Apollo Client cache not feasible for large data sets?

Hey :slight_smile:

We’re using Apollo Client, and are in general satisfied. However, we’ve run into performance issues for some of our clients that have very large accounts, which leads to some large requests and store caches.

The UI will stutter and drop frames to a varying degree, but it’s very noticeable. It seems to increase/occur whenever a request comes in and tries to update the cache.

Based on discussion here: Slow updates with large cache

we’ve looked into our cache sizes and limits, and have adjusted accordingly.

We seem to have a pretty large cache, but have adjusted the limits to accommodate it:

{
    "limits": {
        "parser": 1000,
        "canonicalStringify": 1000,
        "print": 2000,
        "documentTransform.cache": 2000,
        "queryManager.getDocumentInfo": 2000,
        "PersistedQueryLink.persistedQueryHashes": 2000,
        "fragmentRegistry.transform": 2000,
        "fragmentRegistry.lookup": 1000,
        "fragmentRegistry.findFragmentSpreads": 4000,
        "cache.fragmentQueryDocuments": 1000,
        "removeTypenameFromVariables.getVariableDefinitions": 2000,
        "inMemoryCache.maybeBroadcastWatch": 5000,
        "inMemoryCache.executeSelectionSet": 250000,
        "inMemoryCache.executeSubSelectedArray": 150000
    },
    "sizes": {
        "print": 26,
        "parser": 38,
        "canonicalStringify": 15,
        "links": [],
        "queryManager": {
            "getDocumentInfo": 27,
            "documentTransforms": []
        },
        "cache": {
            "fragmentQueryDocuments": 0
        },
        "addTypenameDocumentTransform": [
            {
                "cache": 27
            }
        ],
        "inMemoryCache": {
            "executeSelectionSet": 128121,
            "executeSubSelectedArray": 92948,
            "maybeBroadcastWatch": 49
        },
        "fragmentRegistry": {}
    }
}

It should be normalized, at least to a very high degree. We also have lint rules to ensure that everywhere an ID field is available, it is included in the query fragment on that type.

Any advice on how we can improve performance for the client/cache while managing large data sets would be much appreciated.

Thanks!

Hey @jhgrund :wave:

Have you taken any performance profiles to see where the the time is spent? Its difficult to recommend anything without knowing where the bottleneck is.

Sure, I just found it very hard to get anything useful out of except a lot of store operations and recomputes.

There’s a bunch of long running tasks of many seconds in the profile, and they are so deeply nested a screenshot doesn’t do it justice.
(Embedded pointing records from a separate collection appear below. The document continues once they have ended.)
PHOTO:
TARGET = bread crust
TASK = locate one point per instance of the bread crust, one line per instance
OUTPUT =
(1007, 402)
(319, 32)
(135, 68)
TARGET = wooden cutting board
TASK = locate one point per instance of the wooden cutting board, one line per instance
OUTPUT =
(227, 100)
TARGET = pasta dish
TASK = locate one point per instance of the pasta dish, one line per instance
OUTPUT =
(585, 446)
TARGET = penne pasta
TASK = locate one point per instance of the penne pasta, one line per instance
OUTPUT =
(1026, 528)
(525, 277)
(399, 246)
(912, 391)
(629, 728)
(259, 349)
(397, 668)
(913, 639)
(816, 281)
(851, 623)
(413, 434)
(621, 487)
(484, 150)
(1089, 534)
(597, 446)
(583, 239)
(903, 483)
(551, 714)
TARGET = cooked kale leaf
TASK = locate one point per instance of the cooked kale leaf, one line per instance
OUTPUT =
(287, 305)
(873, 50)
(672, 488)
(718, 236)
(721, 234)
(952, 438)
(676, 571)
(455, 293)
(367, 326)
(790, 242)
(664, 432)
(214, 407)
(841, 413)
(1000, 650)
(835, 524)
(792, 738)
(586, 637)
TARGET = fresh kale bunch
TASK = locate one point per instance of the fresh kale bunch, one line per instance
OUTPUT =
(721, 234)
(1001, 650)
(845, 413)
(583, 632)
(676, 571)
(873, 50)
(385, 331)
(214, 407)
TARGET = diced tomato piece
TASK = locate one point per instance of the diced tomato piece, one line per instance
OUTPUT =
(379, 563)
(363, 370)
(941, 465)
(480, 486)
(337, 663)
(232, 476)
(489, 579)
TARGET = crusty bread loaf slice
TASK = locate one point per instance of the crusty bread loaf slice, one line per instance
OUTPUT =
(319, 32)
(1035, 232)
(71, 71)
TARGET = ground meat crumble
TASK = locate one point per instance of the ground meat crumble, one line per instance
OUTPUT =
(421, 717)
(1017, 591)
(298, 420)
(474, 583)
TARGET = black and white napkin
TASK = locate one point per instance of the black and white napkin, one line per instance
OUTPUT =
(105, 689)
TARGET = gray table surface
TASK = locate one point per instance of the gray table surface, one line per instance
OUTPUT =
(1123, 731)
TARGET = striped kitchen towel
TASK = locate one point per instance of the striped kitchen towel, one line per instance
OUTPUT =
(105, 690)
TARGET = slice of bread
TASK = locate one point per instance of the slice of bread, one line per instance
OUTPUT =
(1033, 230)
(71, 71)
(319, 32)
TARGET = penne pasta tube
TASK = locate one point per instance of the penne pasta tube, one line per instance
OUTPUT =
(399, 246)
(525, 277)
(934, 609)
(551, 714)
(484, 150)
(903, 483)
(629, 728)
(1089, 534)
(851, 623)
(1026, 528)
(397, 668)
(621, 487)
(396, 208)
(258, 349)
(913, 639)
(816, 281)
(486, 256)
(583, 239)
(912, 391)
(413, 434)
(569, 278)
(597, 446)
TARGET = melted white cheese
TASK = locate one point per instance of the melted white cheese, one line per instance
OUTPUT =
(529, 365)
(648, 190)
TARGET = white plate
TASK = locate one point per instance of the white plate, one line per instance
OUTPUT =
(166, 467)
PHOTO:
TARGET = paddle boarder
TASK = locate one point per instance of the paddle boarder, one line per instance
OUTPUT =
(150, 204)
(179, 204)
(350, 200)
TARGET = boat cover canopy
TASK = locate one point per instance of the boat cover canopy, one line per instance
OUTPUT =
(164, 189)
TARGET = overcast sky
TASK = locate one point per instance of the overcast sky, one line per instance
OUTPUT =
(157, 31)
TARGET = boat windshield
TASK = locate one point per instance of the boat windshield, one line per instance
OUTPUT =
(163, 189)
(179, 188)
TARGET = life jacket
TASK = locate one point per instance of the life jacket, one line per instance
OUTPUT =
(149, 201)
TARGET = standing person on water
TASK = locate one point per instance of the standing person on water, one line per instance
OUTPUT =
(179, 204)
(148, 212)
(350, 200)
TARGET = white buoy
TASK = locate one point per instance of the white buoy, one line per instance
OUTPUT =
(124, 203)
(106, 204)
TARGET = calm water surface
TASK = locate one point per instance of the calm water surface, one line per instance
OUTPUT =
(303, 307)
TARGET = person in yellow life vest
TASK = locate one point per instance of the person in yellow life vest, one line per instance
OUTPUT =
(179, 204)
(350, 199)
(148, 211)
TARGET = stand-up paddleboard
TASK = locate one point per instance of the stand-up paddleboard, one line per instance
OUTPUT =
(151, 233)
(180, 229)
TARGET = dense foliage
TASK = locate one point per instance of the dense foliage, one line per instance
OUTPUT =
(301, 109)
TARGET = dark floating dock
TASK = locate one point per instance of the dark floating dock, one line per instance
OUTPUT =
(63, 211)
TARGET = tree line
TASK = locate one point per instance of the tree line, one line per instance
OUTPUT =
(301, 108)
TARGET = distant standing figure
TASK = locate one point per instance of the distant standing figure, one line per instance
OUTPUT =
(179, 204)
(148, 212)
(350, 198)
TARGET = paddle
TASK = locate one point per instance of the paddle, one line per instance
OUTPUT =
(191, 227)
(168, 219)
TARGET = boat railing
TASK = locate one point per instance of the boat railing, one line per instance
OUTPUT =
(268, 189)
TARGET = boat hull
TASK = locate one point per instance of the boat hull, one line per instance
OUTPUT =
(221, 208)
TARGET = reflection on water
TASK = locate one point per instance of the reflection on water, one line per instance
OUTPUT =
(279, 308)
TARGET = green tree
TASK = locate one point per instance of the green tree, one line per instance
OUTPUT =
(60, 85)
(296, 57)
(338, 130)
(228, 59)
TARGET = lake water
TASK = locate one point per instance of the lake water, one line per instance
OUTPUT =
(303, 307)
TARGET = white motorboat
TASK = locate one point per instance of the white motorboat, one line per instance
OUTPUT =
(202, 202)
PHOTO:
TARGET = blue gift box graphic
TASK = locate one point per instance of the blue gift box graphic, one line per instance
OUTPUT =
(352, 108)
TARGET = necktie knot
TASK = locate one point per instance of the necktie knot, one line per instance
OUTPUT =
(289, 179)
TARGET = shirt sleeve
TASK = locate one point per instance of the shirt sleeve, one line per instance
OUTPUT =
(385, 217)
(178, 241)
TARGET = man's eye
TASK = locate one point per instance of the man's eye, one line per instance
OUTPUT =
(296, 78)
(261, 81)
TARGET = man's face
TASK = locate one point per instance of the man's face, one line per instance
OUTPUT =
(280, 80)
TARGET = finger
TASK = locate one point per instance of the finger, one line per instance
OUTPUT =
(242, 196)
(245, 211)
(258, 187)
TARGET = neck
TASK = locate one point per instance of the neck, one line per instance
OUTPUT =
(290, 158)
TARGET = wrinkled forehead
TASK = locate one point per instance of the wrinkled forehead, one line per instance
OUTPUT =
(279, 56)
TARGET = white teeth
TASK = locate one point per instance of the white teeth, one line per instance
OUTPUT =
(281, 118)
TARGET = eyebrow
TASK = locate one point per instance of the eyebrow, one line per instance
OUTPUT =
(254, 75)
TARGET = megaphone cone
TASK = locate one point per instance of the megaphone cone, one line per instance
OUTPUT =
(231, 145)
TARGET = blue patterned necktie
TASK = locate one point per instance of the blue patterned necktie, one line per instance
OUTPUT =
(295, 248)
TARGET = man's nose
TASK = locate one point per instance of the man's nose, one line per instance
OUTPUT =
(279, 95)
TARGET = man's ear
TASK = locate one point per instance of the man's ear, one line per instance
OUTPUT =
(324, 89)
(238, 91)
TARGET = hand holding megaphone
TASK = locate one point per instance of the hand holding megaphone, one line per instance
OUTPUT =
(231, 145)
Here’s a short video from one of the 4 second long running tasks from a profile:

Google Photos

Here’s a screenshot from another perf slice:

The store seems to go into a loop or something somehow, causing the entire page to hang. Is that a symptom of something we do wrong somewhere?

It can only be reproduced for our clients with large hierarchies

The request that kicks off the most recalculations from the store is a very simple one

export const LATEST_TIMESTAMP_QUERY = gql(/* GraphQL */ `
  query LatestValueReceivedForInstallation($installationId: ID!) {
    node(id: $installationId) {
      ... on Installation {
        id
        name
        dataLastReceivedAt
      }
    }
  }
`);

It only receives id and string scalars on a single node, no nested types or anything.

Can you maybe send one of those profiles to lenz@apollographql.com ? From just the screenshot it’s impossible to tell anything here.

Would love to, but I can’t save them, chrome throws error saying

Failed to save timeline: Invalid string length (RangeError)

when I try to save the profile. Apparently, after some googling, it’s too large to save, even if I tried to make the profile short in length

I’ve tried screen recording the trace a bit for you here:

I’ve also found this (old) bug in the mean time, but can’t tell if it was ever solved or just auto closed?

The simple query I linked uses fetchPolicy: 'cache-and-network' and we’re using "@apollo/client": "3.12.2"

Memory also climbs throughout the trace

That issue was related to memoization cache sizes, and while I agree that your problem here looks like it would hit a memoization cache limit, in your initial post you show a level of usage that doesn’t.

Maybe you can try to profile with Firefox instead or record a replay.io replay?
I really can’t read anything for half of that video and would need to look around in that data myself.

Sent you a performance profile from Firefox :+1:

Hmm. This solidifies my gut feeling that you might be hitting memoization cache limits.

Which gives me an idea: getMemoryInternals only shows the limits that would be in place if the cache would be created now - but not necessarily the limits that were in place when the cache was created. Could it be that you set these limits too late and they don’t get picked up?